La Turquie est l’un des pays qui accueille le plus de réfugiés venus de Syrie, avec plus de 1,7 million en 2015 d’après le HCR de l’ONU, ce qui a conduit les autorités à fermer le dernier point de passage frontalier en mars 2015. Malgré l’application géographiquement restrictive de la Convention de 1951 relative au statut des réfugiés aux réfugiés européens, la loi de 2014 sur les étrangers et la protection internationale a prévu de meilleures garanties juridiques pour les droits des migrants et des réfugiés.

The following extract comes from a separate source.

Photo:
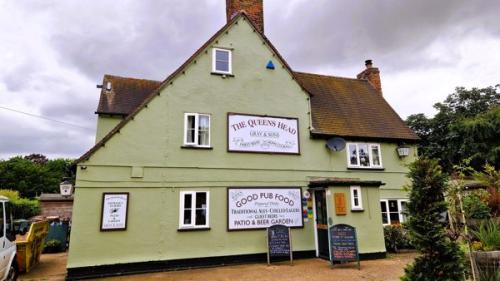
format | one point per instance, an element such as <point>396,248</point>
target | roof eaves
<point>156,92</point>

L’accès à la justice, les droits économiques et sociaux, ainsi que la mise en œuvre effective de cette nouvelle loi, restent toutefois des défis de taille.

Égalité des genres et droits des femmes en Turquie

La Turquie a été le premier pays à ratifier la Convention du Conseil de l’Europe sur la prévention et la lutte contre la violence à l’égard des femmes et la violence domestique (« Convention d’Istanbul ») en 2012. Afin d’examiner la mise en application de la Convention d’Istanbul par le gouvernement, malgré les mesures de répression mises en place contre la société civile, une coalition d’organisations turques a présenté un rapport parallèle informatif à l’été 2017.

Ces dix dernières années, la Turquie a enregistré une forte augmentation des violences à l’égard des femmes malgré l’adoption de plusieurs réformes législatives conformes aux normes de l’ONU et aux critères d’adhésion à l’UE. L’affaire d’Özgecan Aslan, victime d’une tentative de viol et d’un meurtre sordide en février 2015, a mis en évidence la culture profonde de violences à l’égard des femmes ainsi que l’échec du gouvernement à combattre ce problème de façon significative.

Le 19 octobre 2017, le parlement turc a approuvé la « Loi Mufti » qui donne le droit aux muftis enregistrés auprès de l’État d’effectuer des mariages civils, marquant ainsi une prise de distance manifeste par rapport au sécularisme de la Turquie.